WILL THE 'NEXT HOCKEY' BE LACROSSE?
EVERY FOUR YEARS soccer makes a case to be a relevant sport, a great one, one that should at least surpass hockey in the minds of most Americans, with the exposure to the World Cup. This year soccer failed. More so than in any World Cup in recent memory.
This year's 64-game tournament, held in Germany, just finished with Italy's anti-climatic penalty kick win over France (and the much-talked about head-butt by French captain Zinedine Zidane), most games it seemed were one-goal games, with the goal coming off a controversial penalty kick (like Italy's iffy call over Australia in a second-round, 93rd-minute 1-0 win), or aid of player ejections that seemed extreme (like the USA's two reds against Italy), and continous dives to call fouls for free kicks (France's win over Spain in the second round came off a non-foul foul).
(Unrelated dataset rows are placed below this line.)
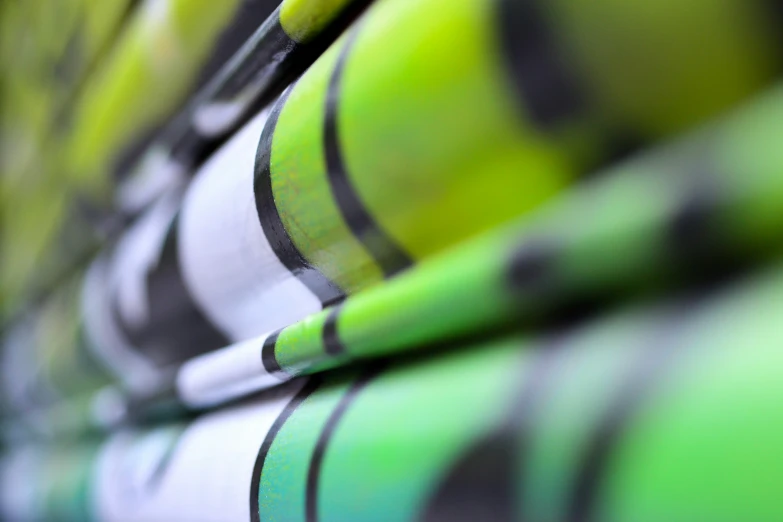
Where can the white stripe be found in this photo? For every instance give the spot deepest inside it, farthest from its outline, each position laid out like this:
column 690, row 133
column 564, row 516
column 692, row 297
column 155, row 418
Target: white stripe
column 217, row 377
column 209, row 475
column 106, row 340
column 226, row 260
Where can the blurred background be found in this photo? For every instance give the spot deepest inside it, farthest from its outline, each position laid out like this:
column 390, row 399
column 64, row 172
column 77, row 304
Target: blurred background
column 391, row 260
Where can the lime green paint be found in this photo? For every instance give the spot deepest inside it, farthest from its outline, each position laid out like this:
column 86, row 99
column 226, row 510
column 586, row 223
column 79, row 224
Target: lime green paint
column 302, row 20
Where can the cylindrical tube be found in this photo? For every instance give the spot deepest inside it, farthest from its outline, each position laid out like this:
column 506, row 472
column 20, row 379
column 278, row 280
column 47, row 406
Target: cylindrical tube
column 664, row 412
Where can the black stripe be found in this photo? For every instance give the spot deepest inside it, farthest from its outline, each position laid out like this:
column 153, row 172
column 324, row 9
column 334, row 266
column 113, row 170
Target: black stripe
column 387, row 253
column 255, row 483
column 639, row 382
column 314, row 471
column 485, row 482
column 269, row 359
column 538, row 73
column 332, row 344
column 326, row 291
column 176, row 329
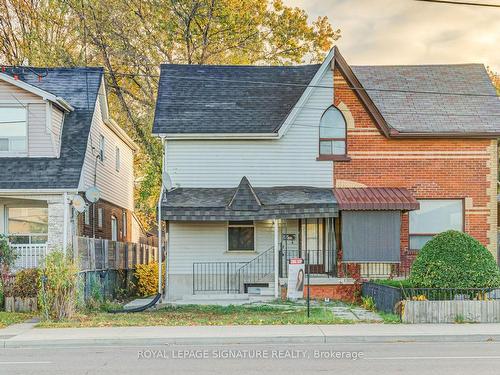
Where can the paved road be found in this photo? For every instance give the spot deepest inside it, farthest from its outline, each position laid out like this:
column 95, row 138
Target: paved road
column 384, row 358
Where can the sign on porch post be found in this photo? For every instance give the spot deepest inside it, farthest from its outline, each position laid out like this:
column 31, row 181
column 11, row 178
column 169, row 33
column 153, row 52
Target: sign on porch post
column 296, row 278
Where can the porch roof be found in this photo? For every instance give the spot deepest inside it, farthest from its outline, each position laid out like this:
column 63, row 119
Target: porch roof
column 248, row 203
column 382, row 198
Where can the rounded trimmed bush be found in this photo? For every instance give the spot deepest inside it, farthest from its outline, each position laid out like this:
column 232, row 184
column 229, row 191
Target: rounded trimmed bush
column 454, row 259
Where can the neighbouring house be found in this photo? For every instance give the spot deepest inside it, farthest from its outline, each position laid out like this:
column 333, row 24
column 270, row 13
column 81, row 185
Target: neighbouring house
column 353, row 168
column 57, row 139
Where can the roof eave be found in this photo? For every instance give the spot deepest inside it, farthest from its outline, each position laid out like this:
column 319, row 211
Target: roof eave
column 208, row 136
column 352, row 80
column 398, row 134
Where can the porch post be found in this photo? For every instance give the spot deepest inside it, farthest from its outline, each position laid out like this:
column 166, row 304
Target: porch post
column 276, row 258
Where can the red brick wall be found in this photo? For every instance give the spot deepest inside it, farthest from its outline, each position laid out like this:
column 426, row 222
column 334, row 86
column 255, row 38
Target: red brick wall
column 104, row 232
column 342, row 292
column 430, row 168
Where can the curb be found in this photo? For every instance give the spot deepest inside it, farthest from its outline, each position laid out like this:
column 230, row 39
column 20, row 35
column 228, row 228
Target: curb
column 147, row 342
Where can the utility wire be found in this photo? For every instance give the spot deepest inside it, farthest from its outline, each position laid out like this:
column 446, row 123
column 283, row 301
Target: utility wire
column 449, row 2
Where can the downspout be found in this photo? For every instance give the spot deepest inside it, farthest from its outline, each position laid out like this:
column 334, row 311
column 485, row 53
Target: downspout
column 162, row 189
column 65, row 222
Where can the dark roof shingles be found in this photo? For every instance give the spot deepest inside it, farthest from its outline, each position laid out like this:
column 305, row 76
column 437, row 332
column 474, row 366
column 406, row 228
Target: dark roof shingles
column 228, row 99
column 79, row 87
American TV announcers didn't help. Constantly criticizing the referees is something that works when you're going after the BCS' burps for an audience that truly understands college football. But 'analysts' this time -- like goateed, long-haired Marcelo Balboa -- pulled no punches on the refs, only confirming some budding soccer fans' beliefs that the sport is unexciting or flawed. Rarely will you see more negative coverage (though it may be justified). One announcer, during an Iran game, inappropriately politicized it, by constantly referring to Iran's politics, then even pointed out the 'chill' of seeing an event in the Nuremberg stadium where Nazi rallies had once been held. TV coverage likes to promote story lines in games, and their (convincing) adoration for three or four games straight of French captain Zidane unravelled when he head-butted an Italian player 20 minutes into overtime. He got the red card, and the rest of the game felt stained.
Doesn't the USA have a soccer league?
Most enigmatically, the American soccer league, MLS, seemed to care less that the world's favorite tournament was on during their season. They didn't suspend games, and only made ONE advertisment in 64 games to signal that 'hey, American soccer happens every year... you can watch it now.' They should have at least advertised during US, Mexican, Brazilian and English games. If the New York Red Bulls can, purportedly, afford to pay David Beckham $100 million to play in the USA, SOMEONE should have the money for a few ads. They really missed an opportunity.
Teams were not 'beautiful'
Over-hyped favorite Brazil -- they never play well in Europe -- never gelled on the field. The 'world's team' were never much to see, and they fell in the semi-finals to France 1-0. The Americans, particularly coach Bruce Arena, got bitter from their first-round exit, something TV coverage zeroed in on, like ESPN analyst Eric Wynalda -- a former player -- giving sharp critiques at Arena at every break. Only Italian fans are satisfied with Italy's play in the final. They held out for a post-overtime shoot-out, where their 6'4" goalie had a huge advantage over France's. The 'beautiful game' was a little plain this time.
Wasn't 2002 great?
Recent Word Cups have done a better job. In 2002 co-host South Korea surpassed expectations and the US team came a non-call hand ball in the penalty box from getting pass finalist Germany in the second round. In 1998, host France shocked favorite Brazil 3-0 in the final, and Mexico had some inspired last-second wins to rally around. In 1994, the USA hosted the event, only lost to the winner Brazil in the second round 1-0, and underdog Bulgaria made it to the final four.
FBO's suggestions for World Cup 2010
--> a) never let a final game be settled by penalty kicks; let teams earn a new sub per every 20 or 30 minutes played in overtime, and go until someone scores; it's better entertainment, and it provides a more satisfying victor
--> b) check replays for ANY penalty kick awarded or red card given; these game-changing plays occurred too much in 2006; the field is so big that it's hard for a ref on it, or two on the sidelines to see what was a dive and what wasn't
--> c) MLS needs to think of how to market itself AT ALL during any World Cup
--> d) TV coverage should stop talking story lines during every break and compile a World Cup overview videos to explain tournament history to people who don't know it (yes! Uruguay won it twice!!), with some of the great goals and controversies on video
--> e) never ever politicize the event
Unfortunately for those Americans who haven't seen the 'beautiful game' when it's beautiful, soccer felt like a game of cheats, dives, ugly defense, and bad refs. A pity.